Milan Fashion Week 2017
Milan Fashion Week began with Alessandro Michele’s century-hoping trip at Gucci last Wednesday and came to a festive close yesterday with Dolce & Gabbana’s toast to the Italian tropics, complete with Pomodoro, pesce, and pizza prints and local color in the form of break-dancers. Both shows were studies in glorious excess.
In the not-so-distant past, groupthink dominated this city, but Milan is changing; it’s no longer so one-note. There were excellent shows that landed all over the map, and it’s no longer only about the mega-brands. While Milan has a long way to go to live up to the promise of London’s productive young designer scene, newer names like Philosophy’s Lorenzo Serafini and Fausto Puglisi are drawing excited, engaged crowds, and both designers did their best work this week. If Milan sounds like a man’s game, that’s not quite right as the top eight collections of the week include four by women.
Donatella Versace came out blazing with a woman-power manifesto by her frequent collaborator DJ Violet on the soundtrack and athletic, take-charge clothes on the catwalk, modeled by one of the most gorgeous, diverse cats of the week. This is a house famous for its sexy eveningwear, but turning her attention to day clothes seems to have energized Versace. There were jumpsuits, tracksuits, leggings, and windbreakers as slinkily fab as her crystallized party dresses.
- Bottega Veneta
Tomas Maier took the prize for the week’s most touching moment when he brought his studio team out at the end of a double-anniversary show. Maier is celebrating his 15th year at the house, which in turn, has just turned 50. The week’s second most memorable moment was when the actress Lauren Hutton, splendid at 72, came out carrying a reproduction of the BV clutch she sported in 1980’s American Gigolo.
Hip Bags as panniers. Canvas skirts suspended form rope. In someone else’s hands it could have come off heavy and unwieldy, but Consuelo Castiglioni has a wonderful idiosyncratic outlook. This season’s most seductive number was a burn out velvet dot-patterned dress draped and gathered with elegant nonchalance.
Alessandro Michele is the most influential man in fashion. It’s an enviable but no doubt anxiety-making position to be in. the shy Gucci frontman is taking it in his stride, digging deeper into the cabinet of curiosities that is his imagination.
Veronica Etro’s collections are one of the quiet, consistent pleasures of Milan. She is a designer with a firm handle on her brand, but also a light touch. This season’s fabulously luxe printed silk caftans. At a moment when stores are full of such things, Etro’s are the least costumey, most desirable one around.
Miuccia Prada looked back to more forward for Spring. Her new collection was a reassertion of house codes: ‘90s minimalism, retro prints, weird yet wonderful briefs, and a flair for the eccentric detail, this time miles of fluffiest marabou. An inscrutable film starring the likes of Freida Pinto and Allison Williams by the Oscar-nominated director David O. Russell played in the background. The real star of the show were Prada’s evening pajamas in luminescent light yellow silk.

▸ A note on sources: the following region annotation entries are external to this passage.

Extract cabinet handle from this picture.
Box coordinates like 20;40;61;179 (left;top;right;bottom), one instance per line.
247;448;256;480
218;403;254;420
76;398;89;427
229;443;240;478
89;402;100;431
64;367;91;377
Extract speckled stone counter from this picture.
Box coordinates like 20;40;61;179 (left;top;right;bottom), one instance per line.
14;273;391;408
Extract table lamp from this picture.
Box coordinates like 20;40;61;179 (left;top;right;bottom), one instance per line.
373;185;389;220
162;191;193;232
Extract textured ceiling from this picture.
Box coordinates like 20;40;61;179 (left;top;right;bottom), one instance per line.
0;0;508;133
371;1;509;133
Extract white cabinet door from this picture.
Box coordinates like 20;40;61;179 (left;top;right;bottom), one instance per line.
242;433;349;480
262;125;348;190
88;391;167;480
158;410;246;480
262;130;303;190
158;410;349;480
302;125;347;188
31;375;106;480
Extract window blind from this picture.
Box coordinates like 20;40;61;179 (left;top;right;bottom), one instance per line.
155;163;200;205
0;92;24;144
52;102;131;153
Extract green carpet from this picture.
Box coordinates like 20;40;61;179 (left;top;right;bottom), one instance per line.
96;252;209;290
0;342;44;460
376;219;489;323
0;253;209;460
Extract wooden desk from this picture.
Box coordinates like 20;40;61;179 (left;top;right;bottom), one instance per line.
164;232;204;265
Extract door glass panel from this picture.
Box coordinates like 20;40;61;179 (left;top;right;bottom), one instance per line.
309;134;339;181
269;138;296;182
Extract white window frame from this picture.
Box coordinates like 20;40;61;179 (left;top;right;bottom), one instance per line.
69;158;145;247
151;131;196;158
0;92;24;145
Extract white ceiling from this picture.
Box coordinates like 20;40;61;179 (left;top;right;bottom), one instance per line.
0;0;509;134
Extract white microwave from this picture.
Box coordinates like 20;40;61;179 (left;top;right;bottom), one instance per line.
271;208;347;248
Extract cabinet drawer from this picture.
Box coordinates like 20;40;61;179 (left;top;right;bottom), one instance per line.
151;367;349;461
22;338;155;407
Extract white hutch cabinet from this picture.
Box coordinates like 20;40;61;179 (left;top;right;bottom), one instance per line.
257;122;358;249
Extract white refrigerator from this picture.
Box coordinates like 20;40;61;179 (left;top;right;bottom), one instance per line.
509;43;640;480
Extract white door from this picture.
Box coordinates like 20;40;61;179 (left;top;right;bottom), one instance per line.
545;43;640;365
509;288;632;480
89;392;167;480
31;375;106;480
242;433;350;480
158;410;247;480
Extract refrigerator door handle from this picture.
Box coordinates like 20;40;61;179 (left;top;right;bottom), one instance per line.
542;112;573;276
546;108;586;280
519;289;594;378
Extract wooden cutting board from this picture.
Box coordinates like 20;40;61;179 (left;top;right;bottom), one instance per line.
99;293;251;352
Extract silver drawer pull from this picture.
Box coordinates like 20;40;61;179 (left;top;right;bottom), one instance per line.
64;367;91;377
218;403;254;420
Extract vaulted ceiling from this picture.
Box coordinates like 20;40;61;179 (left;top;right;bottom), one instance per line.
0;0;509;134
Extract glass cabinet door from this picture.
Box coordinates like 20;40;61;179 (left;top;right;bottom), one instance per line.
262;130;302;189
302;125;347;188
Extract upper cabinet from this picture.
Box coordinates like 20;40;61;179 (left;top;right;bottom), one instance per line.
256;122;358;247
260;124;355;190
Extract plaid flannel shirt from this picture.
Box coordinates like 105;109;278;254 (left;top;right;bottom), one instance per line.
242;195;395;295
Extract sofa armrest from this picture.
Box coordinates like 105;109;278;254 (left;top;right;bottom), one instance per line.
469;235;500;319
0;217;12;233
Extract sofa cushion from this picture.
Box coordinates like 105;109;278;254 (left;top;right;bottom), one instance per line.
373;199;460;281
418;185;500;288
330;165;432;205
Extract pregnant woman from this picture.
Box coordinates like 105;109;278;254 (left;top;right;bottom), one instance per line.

Coming off a sensational haute couture show at Rome’s Trevi Fountain, Karl Lagerfeld and Silvia Venturini Fendi were in fine fettle. This pretty ready-to-wear collection retained some of its predecessor’s fairy-tale feel: the wispy materials, delicate flower prints, and boudoir layers. But it was equally grounded in reality with cool techno knits and comfy-looking sock boots.
- Dolce & Gabbana
Domenico Dolce and Stefano Gabbana are at once dedicated to preserving Italy’s past and ushering in the future. In front of a millennial-lined front row, the duo paraded an ode to the south’s seaside cuisine and culture. It was the most jubilant moment of the season so far, loaded with the designers’ signature wiggle dresses- the best in blue with a flower print and crystal buttons- and real live wiggling courtesy of break-dancing teenagers.